This is post was a real eye-opener for me with regard to the methods we can use to train neural networks. A colleague pointed me to the SLIDE^{[1]} paper. Chen & et al. discussed outperforming a Tesla V100 GPU with a 44 core CPU, by a factor of 3.5, when training large neural networks with millions of parameters.
Training any neural network requires many, many, many tensor operations, mostly in the form of matrix multiplications. These tensor operations are often offloaded to GPU’s or TPU’s. This kind of hardware is specifically designed to do matrix multiplications in parallel. Originally just to render games/ videos.
But in the latest years they have also found their use in neural network training and crypto mining.
GPU’s are very fast and I believe the current AI hype wouldn’t be here if we had to run all algorithms on the CPU.

However, a neural network does a lot of wasted computation. Imagine a simple layer with a ReLU activation. $\text{ReLU}(w^Tx + b) = \max(0, w^Tx + b)$. Any negative output of a neuron was a wasted computation as the result is nullified. The SLIDE paper discusses methods to reduce the wasted computation by only computing the activated neurons (with a high probability). This post we’ll take a look at those methods. If you need a refreshment on the inner workings of neural networks, I’d recommend an earlier post on this subject.

## 1 NN ♥ hash tables

Instead of computing all neurons in all layers. We could throw layer inputs in hash function and lookup wich neurons probably will be activated. At first, this may sound a bit like magic. How can there exist a hash function that points us to the activated neurons? Let’s first have some introduction to hash functions.

### 1.1 Hash functions

A hash function is often used in computer science to achieve $\mathcal{O}(1)$ lookup complexity. Formally, a hash function takes an input of variable length and maps to an output of constant length. This output is then often used as a pointer that refers to some data storage location. The location the hash value points towards is called a bucket. The bucket can contain one single value, or when some hashes collide (point to the same bucket) it has multiple unique values. The figure below shows an example of a hash function that maps to different buckets.

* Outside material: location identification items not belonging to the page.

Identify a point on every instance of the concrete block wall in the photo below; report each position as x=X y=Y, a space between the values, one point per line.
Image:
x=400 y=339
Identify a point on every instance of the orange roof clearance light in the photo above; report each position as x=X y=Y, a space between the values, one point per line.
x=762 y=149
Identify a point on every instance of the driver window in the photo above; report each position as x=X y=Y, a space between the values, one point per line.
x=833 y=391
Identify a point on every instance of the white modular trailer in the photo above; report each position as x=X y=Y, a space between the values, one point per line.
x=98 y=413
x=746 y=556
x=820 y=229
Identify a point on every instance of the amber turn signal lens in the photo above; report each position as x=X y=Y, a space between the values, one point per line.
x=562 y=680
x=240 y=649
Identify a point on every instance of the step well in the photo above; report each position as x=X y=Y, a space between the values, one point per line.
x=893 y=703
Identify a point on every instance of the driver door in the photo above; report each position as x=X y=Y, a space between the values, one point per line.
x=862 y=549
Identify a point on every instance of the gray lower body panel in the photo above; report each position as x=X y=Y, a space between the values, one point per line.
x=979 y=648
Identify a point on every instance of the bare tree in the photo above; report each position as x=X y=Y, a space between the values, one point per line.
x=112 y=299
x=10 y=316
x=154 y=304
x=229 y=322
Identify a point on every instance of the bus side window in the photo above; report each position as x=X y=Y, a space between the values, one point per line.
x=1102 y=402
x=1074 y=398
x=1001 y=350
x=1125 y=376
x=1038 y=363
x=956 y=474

Hashes are also common in cryptography. These hash functions have the property that a subtle change in the input leads to an entirely different hash value. An example of this is the md5 checksum often done on file contents. The code snippet below shows an example in Python.
First, we hash the string value; `"somestring"`

, and next we hash a very similar string; `"somestrinG"`

. Although the input strings are very similar, the hashed outputs are very different.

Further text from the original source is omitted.